401k/403b Employer-Sponsored Accounts.
For example, I would break down the applicable limit down to monthly and bi-weekly amounts:
- $22,500 annual limit = $1,875 per monthly paycheck.
- $22,500 annual limit = $865.38 per bi-weekly paycheck.
The higher maximum limits are useful are for those folks that have the ability to contribute extra money into their 401k accounts on an after-tax basis (and then potentially perform an in-service Roth rollover), or those self-employed persons with SEP IRAs or Self-Employed 401k plans.
If you are contributing to a pre-tax account instead of a Roth, you could also use a paycheck calculator to find the detailed impact to your after-tax “take home” pay.
The investment options in 401k plans have also improved on average steadily over the years with lower fees and costs, allowing your money to compound even faster.
Traditional/Roth IRAs.

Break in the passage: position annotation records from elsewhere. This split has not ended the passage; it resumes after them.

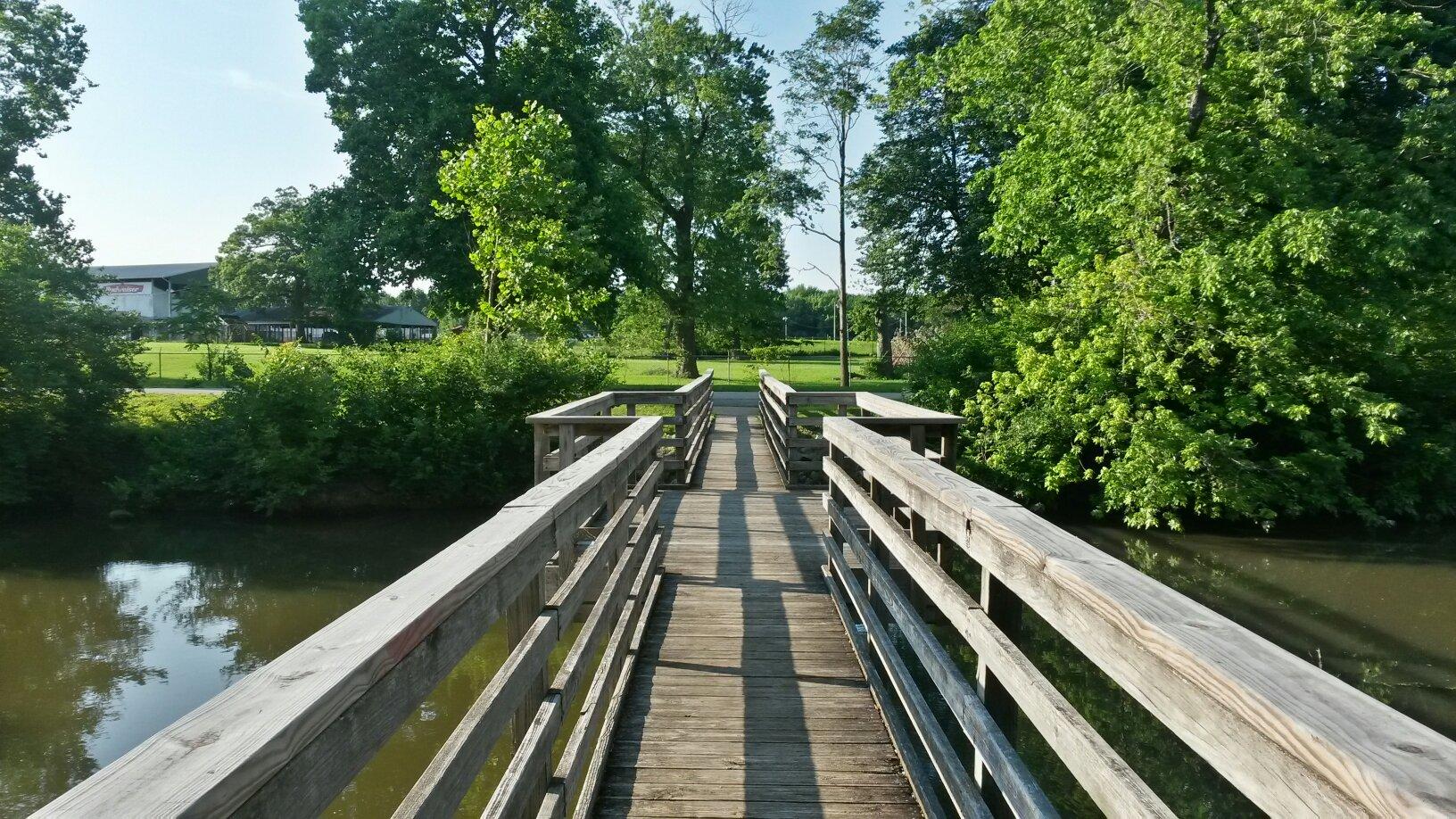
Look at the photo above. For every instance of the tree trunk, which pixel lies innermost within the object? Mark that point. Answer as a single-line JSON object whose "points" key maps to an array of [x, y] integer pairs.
{"points": [[886, 337], [843, 276], [686, 294]]}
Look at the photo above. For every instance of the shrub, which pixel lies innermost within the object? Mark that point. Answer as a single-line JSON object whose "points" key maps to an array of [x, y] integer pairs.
{"points": [[419, 425]]}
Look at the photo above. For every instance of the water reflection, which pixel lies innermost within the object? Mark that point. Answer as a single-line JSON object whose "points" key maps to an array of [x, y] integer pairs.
{"points": [[111, 633], [1375, 614]]}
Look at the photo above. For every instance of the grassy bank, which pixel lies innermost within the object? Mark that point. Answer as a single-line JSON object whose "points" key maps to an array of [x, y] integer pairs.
{"points": [[170, 363]]}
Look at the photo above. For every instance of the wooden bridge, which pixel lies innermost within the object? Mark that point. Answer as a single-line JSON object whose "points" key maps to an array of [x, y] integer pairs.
{"points": [[771, 605]]}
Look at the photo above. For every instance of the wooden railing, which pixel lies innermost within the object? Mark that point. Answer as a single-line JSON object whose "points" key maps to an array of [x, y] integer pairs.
{"points": [[1292, 738], [571, 430], [792, 421], [290, 736]]}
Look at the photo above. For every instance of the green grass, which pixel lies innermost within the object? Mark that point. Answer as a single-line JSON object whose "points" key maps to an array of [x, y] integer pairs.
{"points": [[170, 363], [656, 373], [150, 409]]}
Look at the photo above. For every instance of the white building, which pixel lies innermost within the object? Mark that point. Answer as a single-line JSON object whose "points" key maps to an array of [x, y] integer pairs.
{"points": [[149, 290]]}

The annual contribution limits are up $500 from last year, now $6,500 with an additional $1,000 allowed for those age 50+.

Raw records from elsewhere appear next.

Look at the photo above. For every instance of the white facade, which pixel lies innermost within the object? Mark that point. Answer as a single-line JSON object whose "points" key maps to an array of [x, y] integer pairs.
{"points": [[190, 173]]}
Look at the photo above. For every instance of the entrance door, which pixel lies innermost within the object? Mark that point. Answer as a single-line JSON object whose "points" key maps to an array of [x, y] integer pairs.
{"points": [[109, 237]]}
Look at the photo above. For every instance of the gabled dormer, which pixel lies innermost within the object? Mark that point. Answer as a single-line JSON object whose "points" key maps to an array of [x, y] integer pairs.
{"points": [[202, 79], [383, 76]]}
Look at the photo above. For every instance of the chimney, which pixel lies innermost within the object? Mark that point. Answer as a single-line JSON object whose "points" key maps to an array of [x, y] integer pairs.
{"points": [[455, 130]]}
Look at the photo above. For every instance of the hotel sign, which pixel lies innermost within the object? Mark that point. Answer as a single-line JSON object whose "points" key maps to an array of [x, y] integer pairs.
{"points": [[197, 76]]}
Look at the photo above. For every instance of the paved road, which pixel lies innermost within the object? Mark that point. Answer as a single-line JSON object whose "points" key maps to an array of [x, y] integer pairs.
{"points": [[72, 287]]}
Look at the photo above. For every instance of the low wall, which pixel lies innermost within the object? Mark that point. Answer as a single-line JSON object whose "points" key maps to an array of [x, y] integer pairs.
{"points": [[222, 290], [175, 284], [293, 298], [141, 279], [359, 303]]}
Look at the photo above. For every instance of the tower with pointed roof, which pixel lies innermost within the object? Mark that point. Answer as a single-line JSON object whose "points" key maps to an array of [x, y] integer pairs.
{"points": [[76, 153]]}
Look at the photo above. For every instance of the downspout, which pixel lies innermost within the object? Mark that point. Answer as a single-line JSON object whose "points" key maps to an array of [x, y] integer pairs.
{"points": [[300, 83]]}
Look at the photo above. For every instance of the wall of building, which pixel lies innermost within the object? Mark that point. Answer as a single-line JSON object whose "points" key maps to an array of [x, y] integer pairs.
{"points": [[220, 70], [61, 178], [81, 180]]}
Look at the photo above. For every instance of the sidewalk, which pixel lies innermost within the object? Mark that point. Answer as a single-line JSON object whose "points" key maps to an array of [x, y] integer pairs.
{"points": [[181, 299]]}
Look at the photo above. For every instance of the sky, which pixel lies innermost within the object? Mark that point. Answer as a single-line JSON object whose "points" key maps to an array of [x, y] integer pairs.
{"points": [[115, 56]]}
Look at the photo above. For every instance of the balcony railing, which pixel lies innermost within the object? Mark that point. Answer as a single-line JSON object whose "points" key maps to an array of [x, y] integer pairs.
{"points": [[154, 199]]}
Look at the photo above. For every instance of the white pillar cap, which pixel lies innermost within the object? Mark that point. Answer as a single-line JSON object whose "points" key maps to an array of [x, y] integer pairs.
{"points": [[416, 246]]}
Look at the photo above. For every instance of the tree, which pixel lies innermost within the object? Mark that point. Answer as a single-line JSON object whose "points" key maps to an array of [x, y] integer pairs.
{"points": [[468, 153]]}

- $6,500 annual limit = $541.67 per monthly paycheck.
- $6,500 annual limit = $250 per bi-weekly paycheck.
Most brokerage accounts (Vanguard, Fidelity, M1 Finance) will allow you to set up automatic investments on a weekly, biweekly, or monthly basis. As long as you have enough money in your linked checking account, the broker will transfer the cash over and then invest it on a recurring basis. You may even be able to sync it to take out money the very same or next day as when your paycheck hits.
Health Savings Accounts are often treated as the equivalent of a “Healthcare IRA” due the potential triple tax benefits (tax-deduction on contributions, tax-deferred growth for decades, and tax-free withdrawals towards qualified healthcare expenses). This assumes that you have a high-deductible health insurance plan (more popular every year as they are cheaper for employers too), you can cover your current healthcare expenses out-of-pocket, and you can still afford to contribute to the HSA. Up a little for 2023.

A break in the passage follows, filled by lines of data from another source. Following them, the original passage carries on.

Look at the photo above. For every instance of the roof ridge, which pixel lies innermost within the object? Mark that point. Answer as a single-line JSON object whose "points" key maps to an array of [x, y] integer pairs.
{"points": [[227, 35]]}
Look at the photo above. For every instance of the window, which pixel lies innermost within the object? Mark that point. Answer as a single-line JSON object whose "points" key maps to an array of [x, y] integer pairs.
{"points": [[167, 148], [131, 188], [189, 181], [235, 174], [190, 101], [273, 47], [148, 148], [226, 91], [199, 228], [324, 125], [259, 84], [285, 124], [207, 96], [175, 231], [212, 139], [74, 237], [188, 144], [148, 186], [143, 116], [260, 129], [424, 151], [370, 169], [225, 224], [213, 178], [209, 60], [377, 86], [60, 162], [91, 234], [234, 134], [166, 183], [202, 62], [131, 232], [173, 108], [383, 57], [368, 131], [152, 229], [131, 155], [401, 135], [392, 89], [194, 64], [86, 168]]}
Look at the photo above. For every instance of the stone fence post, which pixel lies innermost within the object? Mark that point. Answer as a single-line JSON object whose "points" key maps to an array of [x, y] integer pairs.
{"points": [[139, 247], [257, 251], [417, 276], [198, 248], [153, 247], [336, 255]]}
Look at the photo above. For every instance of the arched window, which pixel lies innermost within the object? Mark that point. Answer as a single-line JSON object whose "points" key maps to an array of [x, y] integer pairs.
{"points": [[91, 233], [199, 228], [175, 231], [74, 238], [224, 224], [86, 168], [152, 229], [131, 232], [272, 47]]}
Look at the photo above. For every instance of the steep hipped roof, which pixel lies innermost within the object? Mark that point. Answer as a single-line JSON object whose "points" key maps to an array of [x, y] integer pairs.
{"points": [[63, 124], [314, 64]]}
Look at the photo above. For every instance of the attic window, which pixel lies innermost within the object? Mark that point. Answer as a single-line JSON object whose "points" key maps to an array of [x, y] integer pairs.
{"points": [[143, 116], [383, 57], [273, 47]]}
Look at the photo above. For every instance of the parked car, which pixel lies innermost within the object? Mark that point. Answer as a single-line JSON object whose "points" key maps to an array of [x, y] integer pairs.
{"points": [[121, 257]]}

Healthcare Flexible Spending Accounts are still an commonly-available option for others. Up a little for 2023.
Dependent Care FSAs are easy tax savings if you have children in daycare and/or preschool. These are not indexed to inflation.
Even if you aren’t hitting the limits, just increasing your salary deferral contribution rate 1% higher than last year can make a substantial difference if you keep it up. Simple evergreen advice. The easiest way for me not to eat potato chips is not the have them in the house. (Looking at you, Costco bag of Himalayan Salt Kettle Chips…) The easiest way to make sure you don’t spend the money that you want to invest, is to never have it touch your bank account.